Neil Simon apparently based The Sunshine Boys, his story of two vaudeville comics who can’t stand each other, on Gallagher and Shean, a real-life American comedy team. Simon’s duo are Lewis and Clark, ageing comedians who performed together for 43 years and now after 11 years apart are asked to reunite for a television special. The play was first staged on Broadway in 1972, but is best known for the film version that starred George Burns and Walter Matthau. Other actors who’ve performed in the lead roles over the years have included Peter Falk, Woody Allen and Jack Klugman. Just last year it was revived in London with Danny De Vito and the late Richard Griffiths (in his last stage role).
As the play’s longevity suggests, the script’s a winner and a quality production is likely to be a sure-fire hit with audiences. And so it proves in this irresistible Life In Theatre production at the Epstein Theatre, which finds the lead roles in the capable hands of two local stage veterans, Andrew Schofield and Alan Stocks. Both are superb in their very contrasting roles. Stocks, who’s on stage more or less continuously, plays cantankerous Willie Clark, living a lonely existence in a shabby apartment and rarely out of his pyjamas. Eruptions of bad temper are never far off, whereas Schofield’s immaculately dressed Al Lewis is quiet and unruffled, but a master of the deadly aside.
The play’s humour is a distinctive New York style of comedy: heavily reliant on smart wisecracks, with shades of Woody Allen and updated since Simon’s heyday by the likes of Jerry Seinfeld and Larry David.
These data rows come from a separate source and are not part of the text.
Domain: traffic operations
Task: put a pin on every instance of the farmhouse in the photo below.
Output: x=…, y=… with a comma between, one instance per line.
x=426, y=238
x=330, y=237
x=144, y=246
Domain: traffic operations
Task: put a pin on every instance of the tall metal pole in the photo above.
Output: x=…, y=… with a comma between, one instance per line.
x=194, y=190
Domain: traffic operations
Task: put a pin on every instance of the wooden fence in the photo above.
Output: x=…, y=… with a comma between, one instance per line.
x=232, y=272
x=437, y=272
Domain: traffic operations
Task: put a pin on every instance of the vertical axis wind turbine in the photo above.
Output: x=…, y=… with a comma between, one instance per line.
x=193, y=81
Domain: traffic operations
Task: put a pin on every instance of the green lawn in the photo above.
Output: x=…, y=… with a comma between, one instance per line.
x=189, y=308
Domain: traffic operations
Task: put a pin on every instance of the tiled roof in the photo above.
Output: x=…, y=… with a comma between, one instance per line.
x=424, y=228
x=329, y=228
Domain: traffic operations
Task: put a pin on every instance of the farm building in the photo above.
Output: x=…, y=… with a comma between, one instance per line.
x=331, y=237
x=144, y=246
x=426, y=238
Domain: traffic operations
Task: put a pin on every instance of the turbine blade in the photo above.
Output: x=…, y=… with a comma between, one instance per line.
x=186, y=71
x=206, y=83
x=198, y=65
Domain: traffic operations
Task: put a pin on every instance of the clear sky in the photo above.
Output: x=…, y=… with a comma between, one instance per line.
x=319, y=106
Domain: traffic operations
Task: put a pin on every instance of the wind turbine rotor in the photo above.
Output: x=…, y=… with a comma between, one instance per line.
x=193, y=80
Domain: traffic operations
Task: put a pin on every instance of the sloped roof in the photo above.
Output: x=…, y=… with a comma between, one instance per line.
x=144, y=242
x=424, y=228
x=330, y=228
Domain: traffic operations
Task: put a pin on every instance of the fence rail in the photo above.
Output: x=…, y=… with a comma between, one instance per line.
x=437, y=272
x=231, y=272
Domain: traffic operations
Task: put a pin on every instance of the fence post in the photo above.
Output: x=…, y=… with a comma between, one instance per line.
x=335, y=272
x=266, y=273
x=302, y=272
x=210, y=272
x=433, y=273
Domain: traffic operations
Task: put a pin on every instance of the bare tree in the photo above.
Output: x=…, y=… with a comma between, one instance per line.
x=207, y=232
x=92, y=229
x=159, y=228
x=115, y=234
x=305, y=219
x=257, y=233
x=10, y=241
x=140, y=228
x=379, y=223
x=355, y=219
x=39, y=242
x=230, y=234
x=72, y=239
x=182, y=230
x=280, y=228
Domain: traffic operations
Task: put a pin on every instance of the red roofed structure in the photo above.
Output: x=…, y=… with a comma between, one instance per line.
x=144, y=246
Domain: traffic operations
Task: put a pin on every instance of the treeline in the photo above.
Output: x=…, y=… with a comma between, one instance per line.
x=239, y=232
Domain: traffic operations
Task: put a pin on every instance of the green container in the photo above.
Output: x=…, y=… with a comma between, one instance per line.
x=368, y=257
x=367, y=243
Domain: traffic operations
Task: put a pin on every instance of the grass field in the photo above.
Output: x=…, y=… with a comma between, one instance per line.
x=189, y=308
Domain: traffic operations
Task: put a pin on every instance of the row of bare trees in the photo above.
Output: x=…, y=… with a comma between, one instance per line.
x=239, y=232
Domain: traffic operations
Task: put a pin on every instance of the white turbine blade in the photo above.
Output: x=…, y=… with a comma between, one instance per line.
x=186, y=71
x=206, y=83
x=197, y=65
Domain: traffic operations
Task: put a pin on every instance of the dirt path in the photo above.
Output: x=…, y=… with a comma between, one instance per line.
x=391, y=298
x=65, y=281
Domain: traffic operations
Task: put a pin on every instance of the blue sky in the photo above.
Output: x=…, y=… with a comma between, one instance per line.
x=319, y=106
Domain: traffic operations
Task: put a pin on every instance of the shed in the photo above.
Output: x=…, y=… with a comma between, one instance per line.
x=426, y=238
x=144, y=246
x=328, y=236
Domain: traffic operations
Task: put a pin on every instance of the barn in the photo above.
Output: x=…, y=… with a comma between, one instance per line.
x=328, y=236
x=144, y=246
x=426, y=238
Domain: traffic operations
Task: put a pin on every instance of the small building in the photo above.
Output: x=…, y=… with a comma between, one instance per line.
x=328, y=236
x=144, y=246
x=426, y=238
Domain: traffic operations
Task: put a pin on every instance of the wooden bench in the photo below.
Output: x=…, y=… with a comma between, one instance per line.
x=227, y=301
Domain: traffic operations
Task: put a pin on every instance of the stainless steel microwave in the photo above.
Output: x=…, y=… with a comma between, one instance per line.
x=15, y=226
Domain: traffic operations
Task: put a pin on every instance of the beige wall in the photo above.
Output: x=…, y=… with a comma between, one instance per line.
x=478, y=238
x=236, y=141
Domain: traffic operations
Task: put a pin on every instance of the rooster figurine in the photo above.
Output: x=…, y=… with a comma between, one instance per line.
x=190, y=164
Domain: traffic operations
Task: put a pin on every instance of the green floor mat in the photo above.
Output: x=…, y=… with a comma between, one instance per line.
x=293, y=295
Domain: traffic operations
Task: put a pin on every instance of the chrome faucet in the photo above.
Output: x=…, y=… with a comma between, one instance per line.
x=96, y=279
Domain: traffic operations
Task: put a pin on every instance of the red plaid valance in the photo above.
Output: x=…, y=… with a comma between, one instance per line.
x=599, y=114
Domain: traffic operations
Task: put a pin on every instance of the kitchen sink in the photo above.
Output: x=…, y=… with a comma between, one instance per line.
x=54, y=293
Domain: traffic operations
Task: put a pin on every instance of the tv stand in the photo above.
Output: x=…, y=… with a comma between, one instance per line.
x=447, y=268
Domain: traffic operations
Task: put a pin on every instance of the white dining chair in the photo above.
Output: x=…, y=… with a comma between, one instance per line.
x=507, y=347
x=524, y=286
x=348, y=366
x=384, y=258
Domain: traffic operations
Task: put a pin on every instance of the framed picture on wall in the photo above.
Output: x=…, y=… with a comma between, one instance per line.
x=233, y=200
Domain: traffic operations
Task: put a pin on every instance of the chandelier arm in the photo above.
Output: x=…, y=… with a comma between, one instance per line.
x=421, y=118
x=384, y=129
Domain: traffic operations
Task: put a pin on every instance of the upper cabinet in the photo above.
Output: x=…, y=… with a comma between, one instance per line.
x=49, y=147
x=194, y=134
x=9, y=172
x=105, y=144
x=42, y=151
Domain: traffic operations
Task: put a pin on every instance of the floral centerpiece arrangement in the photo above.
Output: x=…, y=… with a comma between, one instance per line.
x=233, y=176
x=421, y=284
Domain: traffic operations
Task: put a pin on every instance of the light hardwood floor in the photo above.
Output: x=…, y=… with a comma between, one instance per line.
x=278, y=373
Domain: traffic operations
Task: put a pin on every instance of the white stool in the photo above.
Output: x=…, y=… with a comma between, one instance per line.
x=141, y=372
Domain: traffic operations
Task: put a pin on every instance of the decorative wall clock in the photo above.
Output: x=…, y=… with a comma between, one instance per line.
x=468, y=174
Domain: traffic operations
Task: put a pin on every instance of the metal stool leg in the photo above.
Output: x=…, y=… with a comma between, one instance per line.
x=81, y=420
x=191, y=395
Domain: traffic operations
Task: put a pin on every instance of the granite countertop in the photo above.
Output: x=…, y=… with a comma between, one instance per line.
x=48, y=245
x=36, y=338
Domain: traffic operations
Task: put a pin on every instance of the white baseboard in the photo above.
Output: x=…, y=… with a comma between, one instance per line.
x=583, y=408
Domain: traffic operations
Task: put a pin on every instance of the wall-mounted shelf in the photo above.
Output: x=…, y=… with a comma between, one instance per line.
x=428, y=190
But if a few of the jokes now sound a bit tired, the exuberant performances compensate for this and the sheer corniness of some of the lines becomes a pleasure in itself.
The supporting cast are fine too, especially Stephen Fletcher – who also directed the production – who’s excellent as Willie’s well-meaning nephew, battling patiently to draw out the mutual affection and respect that lies beneath the surface of Lewis and Clark’s fractious relationship.
The play darkens a little as the realities of old age begin to close in, but the audience-pleasing gags keep coming and The Sunshine Boys moves towards a conclusion that’s both entertaining and emotionally involving.